Vanderford draws a distinction between modern natural right and classic natural right. Modern natural right is the idea expressed at the founding of the United States that the consent of the governed is necessary to legitimate government and that all men are equal. In contrast, classic natural right is the theory that the wise should rule; it is drawn from ancient philosophers like Aristotle, who believed that men were inherently unequal. Vanderford asserts that St. George Tucker, in his role as a professor and a writer, was a strong defender of the concept of modern natural right.

How did St. George Tucker's championing of modern natural right relate to slavery? According to Vanderford, while Tucker did argue that Virginians should free their slaves, he and his like-minded contemporaries justified slavery because they feared retribution from manumitted slaves. One of Vanderford's most problematic arguments is his assertion that Tucker, Jefferson, and others were not hypocritical for continuing to be slaveholders because they had a legitimate right to self-preservation that would be threatened if they were to free their slaves. He argues that historians have underestimated the inherent dangers of freedpeople to their former masters: "it may well be contemporary historians, not men like Jefferson and Tucker, who have failed to give the slaves of this period their due" (p. 22). Generally, Vanderford takes a dismissive tone toward modern historians and their "obsession with racism" (p. 12). Perhaps Tucker, Jefferson, and their intellectual heirs did try to justify slavery as a necessary evil by claiming the right of self-preservation, but Vanderford's presentation of this view as legitimate is puzzling. Vanderford also discusses how St. George Tucker's legacy was betrayed when southern intellectuals began to argue that slavery was a positive good instead of just a necessary evil, which reflected a new reliance on classic natural right.

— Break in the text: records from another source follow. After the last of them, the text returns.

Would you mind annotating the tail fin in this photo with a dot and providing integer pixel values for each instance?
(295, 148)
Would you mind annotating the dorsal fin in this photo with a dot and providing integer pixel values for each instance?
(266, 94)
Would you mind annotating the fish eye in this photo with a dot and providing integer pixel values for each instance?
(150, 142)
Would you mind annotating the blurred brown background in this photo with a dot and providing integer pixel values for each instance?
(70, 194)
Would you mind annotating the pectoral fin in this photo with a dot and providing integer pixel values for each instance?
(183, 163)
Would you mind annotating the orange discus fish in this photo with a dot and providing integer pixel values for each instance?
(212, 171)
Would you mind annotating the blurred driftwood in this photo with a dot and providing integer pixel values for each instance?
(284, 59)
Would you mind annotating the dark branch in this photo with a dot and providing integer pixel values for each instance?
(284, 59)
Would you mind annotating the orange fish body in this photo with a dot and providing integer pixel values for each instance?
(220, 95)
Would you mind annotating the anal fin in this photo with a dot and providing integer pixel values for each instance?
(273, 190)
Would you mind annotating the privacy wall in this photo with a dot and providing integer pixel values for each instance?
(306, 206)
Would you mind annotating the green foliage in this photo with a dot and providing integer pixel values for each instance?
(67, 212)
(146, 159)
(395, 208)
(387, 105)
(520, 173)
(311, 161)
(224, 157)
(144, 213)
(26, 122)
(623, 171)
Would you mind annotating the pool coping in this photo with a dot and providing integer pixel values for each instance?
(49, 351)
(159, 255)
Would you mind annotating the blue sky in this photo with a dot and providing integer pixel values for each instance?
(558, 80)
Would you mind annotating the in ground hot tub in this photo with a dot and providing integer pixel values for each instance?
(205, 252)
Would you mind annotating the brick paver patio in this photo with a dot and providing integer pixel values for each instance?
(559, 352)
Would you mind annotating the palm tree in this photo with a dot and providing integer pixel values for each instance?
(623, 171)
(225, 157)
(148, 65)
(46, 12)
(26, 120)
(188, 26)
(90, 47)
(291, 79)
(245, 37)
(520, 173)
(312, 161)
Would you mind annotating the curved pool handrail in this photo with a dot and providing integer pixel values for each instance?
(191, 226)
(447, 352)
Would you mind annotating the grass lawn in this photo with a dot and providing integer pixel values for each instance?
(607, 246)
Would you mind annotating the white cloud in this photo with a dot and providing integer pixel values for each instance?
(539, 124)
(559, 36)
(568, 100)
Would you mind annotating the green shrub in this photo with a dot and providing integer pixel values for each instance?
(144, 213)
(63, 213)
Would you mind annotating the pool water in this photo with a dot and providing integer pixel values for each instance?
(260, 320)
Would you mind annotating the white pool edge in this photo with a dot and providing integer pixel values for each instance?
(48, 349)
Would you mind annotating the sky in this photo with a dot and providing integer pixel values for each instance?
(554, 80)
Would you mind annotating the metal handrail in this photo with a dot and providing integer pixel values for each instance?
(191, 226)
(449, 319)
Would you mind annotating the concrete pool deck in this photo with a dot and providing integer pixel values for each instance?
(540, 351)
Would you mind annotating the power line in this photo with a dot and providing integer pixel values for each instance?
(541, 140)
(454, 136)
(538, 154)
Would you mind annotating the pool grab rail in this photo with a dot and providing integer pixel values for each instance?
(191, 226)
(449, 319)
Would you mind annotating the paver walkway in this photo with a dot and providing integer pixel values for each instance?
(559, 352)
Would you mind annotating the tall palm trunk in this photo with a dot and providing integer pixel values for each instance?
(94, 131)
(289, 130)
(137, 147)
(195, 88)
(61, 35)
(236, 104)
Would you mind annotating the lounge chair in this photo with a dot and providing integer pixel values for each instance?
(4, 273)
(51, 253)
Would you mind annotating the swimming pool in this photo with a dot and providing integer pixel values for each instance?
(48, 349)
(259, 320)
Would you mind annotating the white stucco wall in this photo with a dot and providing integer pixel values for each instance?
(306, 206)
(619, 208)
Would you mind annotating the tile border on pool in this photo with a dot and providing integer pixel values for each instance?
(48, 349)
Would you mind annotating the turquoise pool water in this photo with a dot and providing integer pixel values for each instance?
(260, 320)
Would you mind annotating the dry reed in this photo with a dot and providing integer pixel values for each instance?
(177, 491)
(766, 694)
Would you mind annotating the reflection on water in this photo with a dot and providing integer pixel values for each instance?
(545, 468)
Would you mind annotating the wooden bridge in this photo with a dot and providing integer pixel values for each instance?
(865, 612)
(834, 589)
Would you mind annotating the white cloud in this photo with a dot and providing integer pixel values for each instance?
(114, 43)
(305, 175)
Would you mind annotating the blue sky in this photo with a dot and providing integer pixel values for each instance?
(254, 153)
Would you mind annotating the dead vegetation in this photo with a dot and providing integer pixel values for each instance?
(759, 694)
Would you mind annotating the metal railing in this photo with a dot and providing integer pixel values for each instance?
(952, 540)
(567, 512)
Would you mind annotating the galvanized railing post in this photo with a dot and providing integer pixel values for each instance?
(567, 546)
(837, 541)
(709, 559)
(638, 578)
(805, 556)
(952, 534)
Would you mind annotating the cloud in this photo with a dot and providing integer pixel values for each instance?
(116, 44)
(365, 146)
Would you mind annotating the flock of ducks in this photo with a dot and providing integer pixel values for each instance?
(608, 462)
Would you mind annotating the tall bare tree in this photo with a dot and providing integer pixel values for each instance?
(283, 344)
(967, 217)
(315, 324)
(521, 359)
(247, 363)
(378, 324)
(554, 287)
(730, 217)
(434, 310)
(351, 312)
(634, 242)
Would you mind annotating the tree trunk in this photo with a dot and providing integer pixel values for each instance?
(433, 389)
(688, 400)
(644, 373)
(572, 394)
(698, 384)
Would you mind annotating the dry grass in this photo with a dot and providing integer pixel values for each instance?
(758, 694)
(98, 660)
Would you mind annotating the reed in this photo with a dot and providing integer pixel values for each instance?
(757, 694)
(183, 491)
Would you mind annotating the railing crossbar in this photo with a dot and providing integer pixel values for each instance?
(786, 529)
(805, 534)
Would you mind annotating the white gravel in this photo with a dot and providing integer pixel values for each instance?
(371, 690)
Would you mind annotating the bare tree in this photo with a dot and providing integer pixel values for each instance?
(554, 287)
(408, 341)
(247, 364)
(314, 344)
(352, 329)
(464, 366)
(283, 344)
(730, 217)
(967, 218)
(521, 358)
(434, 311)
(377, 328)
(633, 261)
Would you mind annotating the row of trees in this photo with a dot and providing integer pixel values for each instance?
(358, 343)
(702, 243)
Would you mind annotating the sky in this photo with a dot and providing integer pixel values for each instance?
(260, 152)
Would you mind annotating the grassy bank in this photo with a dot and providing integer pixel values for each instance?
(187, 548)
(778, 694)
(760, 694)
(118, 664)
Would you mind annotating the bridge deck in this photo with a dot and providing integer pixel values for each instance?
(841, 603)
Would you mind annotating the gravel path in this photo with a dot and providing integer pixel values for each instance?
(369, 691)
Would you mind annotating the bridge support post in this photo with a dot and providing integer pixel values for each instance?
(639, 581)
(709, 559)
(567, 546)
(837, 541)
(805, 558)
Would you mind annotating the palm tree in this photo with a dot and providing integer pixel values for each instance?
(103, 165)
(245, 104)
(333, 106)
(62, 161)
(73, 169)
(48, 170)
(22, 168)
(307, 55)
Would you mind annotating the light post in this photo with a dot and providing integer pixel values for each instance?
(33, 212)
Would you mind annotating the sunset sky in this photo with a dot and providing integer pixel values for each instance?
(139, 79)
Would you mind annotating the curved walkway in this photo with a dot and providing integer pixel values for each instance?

Vanderford is stronger in his chapters on the Tuckers' views on states' rights. St. George Tucker argued that individual states had rights analogous to the rights of individuals. Because under modern natural right individuals can leave the social compact, the states also had the right to secede from the United States under the Constitution. In contrast, Vanderford argues that those who opposed secession had reverted to classic natural right in insisting that the states remain subservient to a "wise" federal government. Vanderford's sympathies lie with the Tuckers; regarding the present he argues "the rights of states should [End Page 405] continue to exist as a means to defend the rights of political minorities" (p. 137).

In brief, Vanderford's arguments are thought provoking but not entirely convincing. This book would make for some spirited conversation in a graduate seminar.